Das Schlagwort von der Informationsgesellschaft wird ausgerechnet von denen täglich widerlegt, die an ihren Schaltstellen sitzen. An das Interesse der Öffentlichkeit an politischen Sendungen glauben nicht einmal mehr die dafür zuständigen Redaktionen. Um die vermuteten Wünsche der breiten Masse zu befriedigen, nehmen sie Zuflucht zu Mätzchen. Der Moderatorin Sabine Christiansen gelingt es, mit Wolfgang Schäuble und Oskar Lafontaine die wohl profiliertesten und meinungsfreudigsten Kontrahenten des Wahlkampfs ins Studio zu bekommen.
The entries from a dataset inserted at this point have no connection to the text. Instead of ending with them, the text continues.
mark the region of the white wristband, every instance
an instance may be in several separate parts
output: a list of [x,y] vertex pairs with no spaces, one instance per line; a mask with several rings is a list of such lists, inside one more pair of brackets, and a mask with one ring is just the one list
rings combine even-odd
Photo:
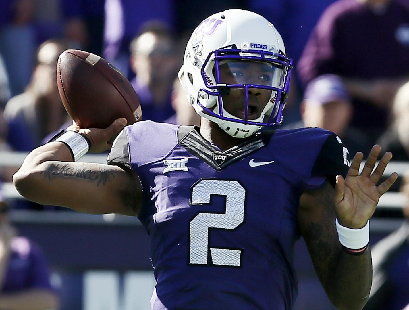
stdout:
[[337,219],[335,221],[338,238],[342,245],[348,249],[357,249],[365,247],[369,242],[369,221],[362,228],[354,229],[343,226]]
[[71,150],[74,161],[78,161],[90,149],[87,138],[81,134],[72,130],[67,130],[54,140],[67,145]]

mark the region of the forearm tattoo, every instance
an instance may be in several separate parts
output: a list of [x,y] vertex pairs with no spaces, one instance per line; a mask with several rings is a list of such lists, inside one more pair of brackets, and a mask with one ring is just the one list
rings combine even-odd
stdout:
[[44,172],[44,177],[51,181],[54,176],[66,176],[81,179],[90,181],[97,181],[97,186],[105,185],[111,181],[111,177],[115,176],[111,171],[95,171],[85,168],[74,168],[66,164],[52,164],[41,173]]
[[[336,294],[362,292],[362,287],[366,286],[363,285],[365,280],[370,279],[370,251],[353,256],[343,251],[337,241],[333,192],[324,188],[313,195],[313,205],[321,214],[306,225],[305,237],[321,283],[326,290],[335,290],[332,292]],[[370,282],[367,285],[370,286]]]

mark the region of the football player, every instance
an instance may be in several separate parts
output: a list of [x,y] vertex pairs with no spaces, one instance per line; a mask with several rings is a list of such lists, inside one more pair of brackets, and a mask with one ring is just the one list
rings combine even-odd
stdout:
[[41,204],[137,216],[151,239],[152,309],[291,309],[300,235],[334,305],[361,309],[372,276],[369,220],[397,177],[377,185],[392,155],[372,173],[374,146],[360,174],[362,153],[350,163],[334,133],[277,129],[291,69],[264,18],[213,15],[193,32],[179,74],[200,128],[127,126],[105,165],[73,161],[109,148],[125,120],[73,126],[33,151],[14,183]]

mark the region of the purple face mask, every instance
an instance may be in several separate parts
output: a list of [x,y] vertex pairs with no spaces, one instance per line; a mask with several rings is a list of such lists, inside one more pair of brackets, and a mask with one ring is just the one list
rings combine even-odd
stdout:
[[[216,85],[211,81],[211,79],[204,70],[204,68],[207,67],[210,58],[213,54],[214,66],[213,74],[216,79]],[[262,76],[263,77],[258,79],[252,77],[246,80],[245,77],[244,79],[239,78],[239,77],[238,77],[227,80],[222,76],[221,66],[224,66],[225,70],[226,64],[227,64],[229,67],[229,70],[230,70],[235,67],[245,67],[245,64],[244,66],[243,65],[238,66],[240,63],[245,64],[244,61],[249,63],[258,63],[259,65],[258,67],[260,68],[259,70],[262,73],[262,74],[260,74],[260,77]],[[217,50],[209,54],[201,70],[206,87],[213,89],[213,91],[209,91],[205,88],[201,89],[200,91],[204,92],[209,95],[217,96],[218,99],[218,111],[220,112],[216,113],[206,108],[200,103],[199,100],[198,100],[198,104],[209,115],[225,120],[256,126],[267,126],[278,124],[283,118],[282,111],[285,106],[288,93],[292,64],[292,60],[283,55],[263,50],[244,50],[226,48]],[[245,96],[244,117],[243,120],[232,118],[223,115],[222,96],[229,93],[231,89],[238,88],[244,90]],[[254,121],[248,119],[249,88],[260,88],[271,91],[270,102],[272,104],[272,109],[270,109],[271,113],[268,119],[266,119],[266,117],[264,118],[261,121]]]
Und statt die beiden reden zu lassen, wird in deutsche Kleinstädte geschaltet, wo die Frau und der Mann auf der Straße jeweils eine bohrende Frage stellen dürfen. Beispiel: „Was wollen Sie gegen die Arbeitslosigkeit tun?“
Dabei wäre doch nicht mehr als ein gelegentlicher Schritt vor die Tür für die Erkenntnis vonnöten, daß vielen Leuten die Häppchen nicht mehr reichen, die ihnen täglich als Information verkauft werden. Selbst Wahlkampfveranstaltungen unter regnerischem Himmel sind derzeit gut besucht. Bis zu drei Stunden harren Zuhörer in überfüllten Sälen aus, um Diskussionen von Politikern zuzuhören, sogar von solchen aus der zweiten und dritten Reihe – und ganz ohne Werbepause. Aber sie erfahren meist nicht mehr als die Schlagworte, die sie schon bis zum Überdruß kennen.
Alle Parteien hoffen derzeit für die Bundestagswahl auf die noch immer große Zahl von Unentschiedenen. Gut möglich, daß sie sich verrechnen und die Unentschiedenen ganz entschieden zu Hause bleiben. Schweigend.